“沒有。”季帆的回答簡單幹脆。
“好,”季長清做最後的決定,“既然如此,麻煩你跟我走一趟吧。”
幾人進到莫雪居的時候,果然見到了齊佑。他依舊著一身華貴黑色絲綢長袍,在陽光下熠熠生輝。也不知從那裏弄來了一套紫砂茶具,一個人坐在莫雪居院中的石桌上自斟自飲,看起來十分愜意。
齊佑見季長清幾人到來,沒有絲毫意外的勾唇一笑,調侃道:“季長清,你沐個浴都能用這麼長時間,我還以為你掉到浴桶裏了呢?”
“文右!”季長清麵色微微一紅,這個家夥的嘴巴還真是招人厭,哪壺不開提哪壺。
“怎麼了?”齊佑毫不在意,明知故問道:“突然叫我名字做什麼?是不是想我了?”
季長清此刻已經帶著萍兒和季帆走到齊佑跟前,聽到齊佑的話也不答他,直接坐在他對麵對石凳上,眼睛盯著他的臉看狠狠的看,如果眼神能殺人,齊佑估計已經死了千百遍了。等齊佑見她一直盯著自己看,卻不說話,終於耐不住要開口說些什麼的時候,季長清才淡定說道:“一個人妖罷了,有什麼好想的?”
“嗤,”萍兒聽了季長清的話,一個沒控製住,竟然笑出聲來。
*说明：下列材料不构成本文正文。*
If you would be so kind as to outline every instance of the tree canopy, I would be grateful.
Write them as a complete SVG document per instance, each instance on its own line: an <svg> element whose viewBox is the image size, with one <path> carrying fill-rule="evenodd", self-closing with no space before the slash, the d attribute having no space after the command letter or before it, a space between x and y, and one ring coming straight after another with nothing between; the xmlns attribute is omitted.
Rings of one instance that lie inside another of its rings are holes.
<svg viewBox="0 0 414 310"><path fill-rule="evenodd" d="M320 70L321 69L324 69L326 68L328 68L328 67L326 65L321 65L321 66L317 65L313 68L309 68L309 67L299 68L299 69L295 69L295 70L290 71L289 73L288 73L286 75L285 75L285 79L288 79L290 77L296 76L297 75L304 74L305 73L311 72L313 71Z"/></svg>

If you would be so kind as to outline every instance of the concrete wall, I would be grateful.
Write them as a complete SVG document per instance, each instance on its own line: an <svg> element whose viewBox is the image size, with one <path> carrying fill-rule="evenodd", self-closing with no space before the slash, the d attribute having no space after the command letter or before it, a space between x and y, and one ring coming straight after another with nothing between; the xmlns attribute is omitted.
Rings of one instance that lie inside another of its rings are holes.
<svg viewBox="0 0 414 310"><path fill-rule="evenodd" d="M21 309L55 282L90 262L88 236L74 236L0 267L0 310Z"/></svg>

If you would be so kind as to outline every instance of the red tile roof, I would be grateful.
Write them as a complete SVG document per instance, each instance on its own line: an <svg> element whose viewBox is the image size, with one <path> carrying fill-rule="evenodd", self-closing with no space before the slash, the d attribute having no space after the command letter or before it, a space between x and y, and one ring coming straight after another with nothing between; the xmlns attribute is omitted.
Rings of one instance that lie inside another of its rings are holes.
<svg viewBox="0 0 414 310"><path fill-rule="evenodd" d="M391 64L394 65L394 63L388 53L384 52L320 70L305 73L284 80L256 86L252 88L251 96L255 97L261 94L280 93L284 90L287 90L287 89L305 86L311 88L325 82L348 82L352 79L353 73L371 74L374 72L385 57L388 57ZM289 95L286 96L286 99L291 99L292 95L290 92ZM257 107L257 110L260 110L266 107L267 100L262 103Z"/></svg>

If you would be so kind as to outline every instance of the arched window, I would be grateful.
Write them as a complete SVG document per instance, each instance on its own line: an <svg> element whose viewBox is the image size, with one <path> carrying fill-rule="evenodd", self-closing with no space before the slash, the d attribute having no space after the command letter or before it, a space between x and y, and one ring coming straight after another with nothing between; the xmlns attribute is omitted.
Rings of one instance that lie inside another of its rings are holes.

意識到這樣不好,又連忙捂住嘴巴
齊佑臉色一僵,抬頭看了看憋笑的萍兒,又看了看麵癱的季帆臉唇角隱隱勾起的弧度,想了想,轉頭對季長清笑靨如花的說道:“季長清,我可以認為你是在誇我吧?”
“齊佑,你臉皮真是夠厚。”季長清一字一頓道。
“彼此彼此,比起你來還差了一點。”在季長清麵前,齊佑總是應付自如。他一邊笑,一邊端起旁邊的紫砂壺,給季長清到了一杯茶,推到她麵前,說道:“嚐嚐。”
季長清低頭,見杯中茶湯清亮,鼻端隱隱傳來一股淺淺的茉莉花香,伸手將杯子端了起來。隻是,在觸到杯子的時候,季長清的麵色忽然變了變,下意識問道:“為什麼是涼的?”
齊佑眨了眨桃花眼,眸中似晃動著無限的誘惑風情,“我也沒說一定是熱的啊?難道涼的就不好喝嗎?還是說,你想讓我幫你焐熱?”他輕佻的勾了勾唇角,意味深長道:“其實,也不是不可以”
萍兒忍不住抽了抽嘴角,她的感覺沒錯,這個齊佑處處透著狡猾,連喝個茶也搞這麼多門道。
季帆唇角的弧度早就消失不見,此刻恢複成一條直線,單手握住劍柄,隱隱可以看到用力後手背透出的青筋。
季長清抿了抿唇,壓住向抽人的衝動:“齊佑,你是在調戲我嗎?”
齊佑勾唇而笑,姿態慵懶嫵媚風流,如同一個禍國殃民的妖精:“如果你想我調戲你的話,那便認為這個就是吧。”
季長清深深呼吸,在長長吐出,似乎將心中所有的鬱結都散出去。然後抬手如同喝酒一般,仰頭將手中的茶水一口喝掉。隻是,喝完之後,季長清臉上便出現了抑製不住的意外神色,她放下茶杯,不可思議的問道:“這竟然是酒?”